Higher allocations using `MMatrix` and `exponential!`
The snippet below shows that for small matrices using MMatrix as argument of exponential! is faster than using a regular Matrix. However the MMatrix allocates more. Is this the expected behaviour?
using StaticArrays, ExponentialUtilities
import ExponentialUtilities.alloc_mem
method=ExpMethodHigham2005();
A = [3. 2; 3 4.];
cacheA = alloc_mem(A,method);
println("Matrix");
@time exponential!(A, method,cacheA);
B = @MMatrix [1 2; 3 4.];
cacheB = alloc_mem(B,method);
println("MMatrix");
@time exponential!(B, method,cacheB);
Matrix 0.000037 seconds (1 allocation: 80 bytes) MMatrix 0.000006 seconds (6 allocations: 416 bytes)
function ldiv_for_generated!(C, A, B) # C=A\B. Called from generated code
F = lu!(A) # This allocation is unavoidable, due to the interface of LinearAlgebra
ldiv!(F, B) # Result stored in B
if (pointer_from_objref(C) != pointer_from_objref(B)) # Aliasing allowed
copyto!(C, B)
end
return C
end
The array version has an allocation due to BLAS. This can be removed by using LinearSolve.jl.
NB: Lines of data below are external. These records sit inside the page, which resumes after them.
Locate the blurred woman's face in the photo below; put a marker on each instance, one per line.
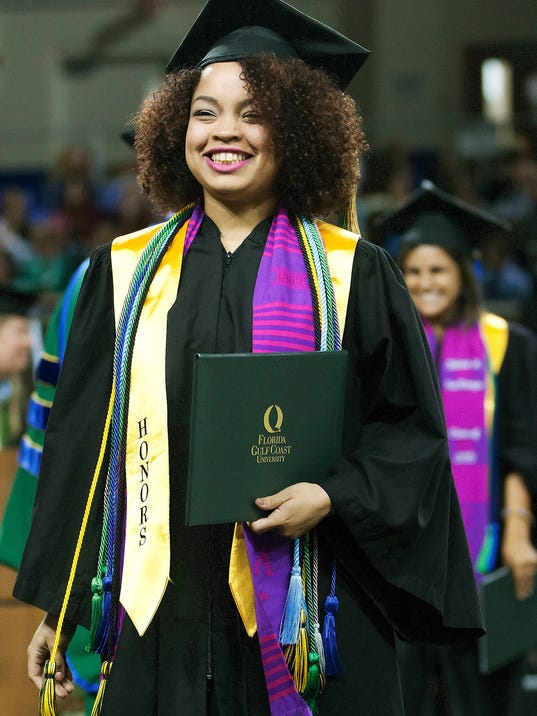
(15, 345)
(434, 281)
(228, 145)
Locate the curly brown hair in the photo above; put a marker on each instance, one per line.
(316, 132)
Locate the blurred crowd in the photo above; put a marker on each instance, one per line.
(46, 233)
(504, 183)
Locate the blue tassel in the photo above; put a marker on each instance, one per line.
(331, 656)
(488, 554)
(295, 602)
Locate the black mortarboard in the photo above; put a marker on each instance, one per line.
(432, 216)
(15, 303)
(266, 26)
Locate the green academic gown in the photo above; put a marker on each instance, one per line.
(396, 533)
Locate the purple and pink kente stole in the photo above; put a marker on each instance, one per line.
(283, 321)
(462, 372)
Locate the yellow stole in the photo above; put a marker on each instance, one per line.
(495, 332)
(147, 539)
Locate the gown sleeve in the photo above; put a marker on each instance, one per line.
(517, 407)
(77, 418)
(397, 531)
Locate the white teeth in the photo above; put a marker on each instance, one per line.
(228, 157)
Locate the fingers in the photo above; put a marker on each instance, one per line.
(39, 651)
(524, 581)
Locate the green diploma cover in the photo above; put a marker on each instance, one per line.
(260, 422)
(511, 623)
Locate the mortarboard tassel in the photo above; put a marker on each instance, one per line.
(348, 218)
(295, 603)
(47, 694)
(98, 704)
(331, 605)
(296, 656)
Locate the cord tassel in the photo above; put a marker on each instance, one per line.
(333, 665)
(313, 682)
(98, 704)
(295, 603)
(320, 653)
(47, 695)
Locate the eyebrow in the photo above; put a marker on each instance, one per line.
(212, 100)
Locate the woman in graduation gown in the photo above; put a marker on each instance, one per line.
(487, 378)
(260, 142)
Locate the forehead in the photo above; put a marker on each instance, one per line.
(429, 255)
(221, 78)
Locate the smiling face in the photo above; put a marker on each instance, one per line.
(434, 281)
(228, 148)
(15, 345)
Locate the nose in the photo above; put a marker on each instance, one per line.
(227, 127)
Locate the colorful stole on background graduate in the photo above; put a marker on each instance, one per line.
(468, 361)
(297, 300)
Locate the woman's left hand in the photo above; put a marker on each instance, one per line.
(520, 555)
(293, 511)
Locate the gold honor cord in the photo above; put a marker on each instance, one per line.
(47, 695)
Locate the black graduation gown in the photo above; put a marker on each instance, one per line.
(517, 408)
(397, 532)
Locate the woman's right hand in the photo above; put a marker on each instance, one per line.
(520, 555)
(39, 651)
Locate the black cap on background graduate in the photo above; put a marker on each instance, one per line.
(434, 217)
(229, 30)
(15, 303)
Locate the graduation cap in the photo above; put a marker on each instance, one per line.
(266, 26)
(432, 216)
(15, 303)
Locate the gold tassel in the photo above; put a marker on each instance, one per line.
(296, 656)
(98, 704)
(47, 695)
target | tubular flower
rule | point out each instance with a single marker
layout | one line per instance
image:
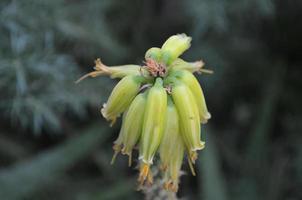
(171, 149)
(153, 127)
(121, 97)
(192, 83)
(163, 106)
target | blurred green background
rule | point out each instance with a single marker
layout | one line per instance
(54, 144)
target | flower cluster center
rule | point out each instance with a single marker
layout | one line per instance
(155, 68)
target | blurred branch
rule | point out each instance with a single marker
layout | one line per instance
(213, 183)
(27, 177)
(259, 136)
(120, 190)
(12, 149)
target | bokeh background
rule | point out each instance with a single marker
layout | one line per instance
(54, 144)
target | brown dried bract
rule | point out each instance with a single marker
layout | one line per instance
(155, 68)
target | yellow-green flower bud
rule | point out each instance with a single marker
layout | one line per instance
(154, 53)
(175, 46)
(173, 170)
(121, 97)
(171, 149)
(132, 124)
(190, 81)
(153, 126)
(189, 117)
(171, 135)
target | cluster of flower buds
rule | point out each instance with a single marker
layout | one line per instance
(162, 106)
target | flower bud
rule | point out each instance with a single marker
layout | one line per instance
(153, 126)
(113, 71)
(132, 124)
(121, 97)
(189, 117)
(175, 46)
(171, 149)
(192, 83)
(171, 135)
(154, 53)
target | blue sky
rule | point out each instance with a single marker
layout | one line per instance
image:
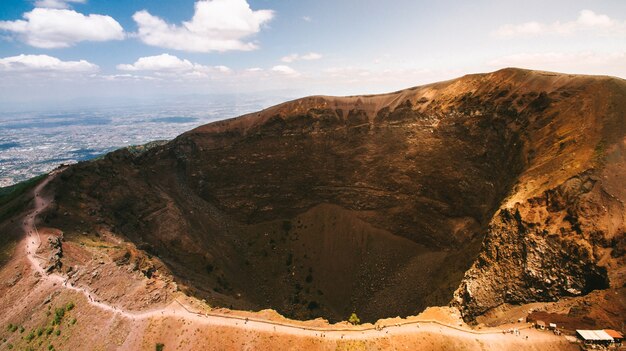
(65, 50)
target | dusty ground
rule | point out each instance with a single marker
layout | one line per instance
(118, 253)
(102, 320)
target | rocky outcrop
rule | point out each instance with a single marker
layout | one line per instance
(545, 248)
(323, 205)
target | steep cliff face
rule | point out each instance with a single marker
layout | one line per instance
(322, 206)
(561, 232)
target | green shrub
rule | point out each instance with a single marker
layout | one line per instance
(58, 315)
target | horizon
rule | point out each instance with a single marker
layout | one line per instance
(150, 50)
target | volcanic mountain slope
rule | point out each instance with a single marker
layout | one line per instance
(379, 204)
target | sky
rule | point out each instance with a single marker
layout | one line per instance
(70, 51)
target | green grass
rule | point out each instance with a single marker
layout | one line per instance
(9, 193)
(10, 205)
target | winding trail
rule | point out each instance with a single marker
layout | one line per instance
(179, 310)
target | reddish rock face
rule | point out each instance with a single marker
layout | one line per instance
(379, 204)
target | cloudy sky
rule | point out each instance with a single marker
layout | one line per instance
(67, 50)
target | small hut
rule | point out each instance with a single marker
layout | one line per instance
(617, 336)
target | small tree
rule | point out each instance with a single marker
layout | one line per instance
(354, 319)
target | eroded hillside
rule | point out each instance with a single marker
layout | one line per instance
(379, 204)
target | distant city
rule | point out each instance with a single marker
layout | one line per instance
(33, 143)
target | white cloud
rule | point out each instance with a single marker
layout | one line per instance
(171, 65)
(57, 28)
(587, 21)
(286, 70)
(579, 62)
(164, 62)
(57, 4)
(217, 25)
(44, 63)
(295, 57)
But note that there are sub-allocations in that not tracked by GC because it's in the BLAS workspace.
The MMatrix version is using GenericSchur.jl. You can see the extra allocations here:
https://github.com/RalphAS/GenericSchur.jl/blob/master/src/balance.jl#L45-L49
It would be nice to improve the alloc_mem interface to allocate those and then extend the GenericSchur.jl balance! function so that they can be passed in. If anyone has the time to do that then this is a nice straightforward issue to improve performance a bit.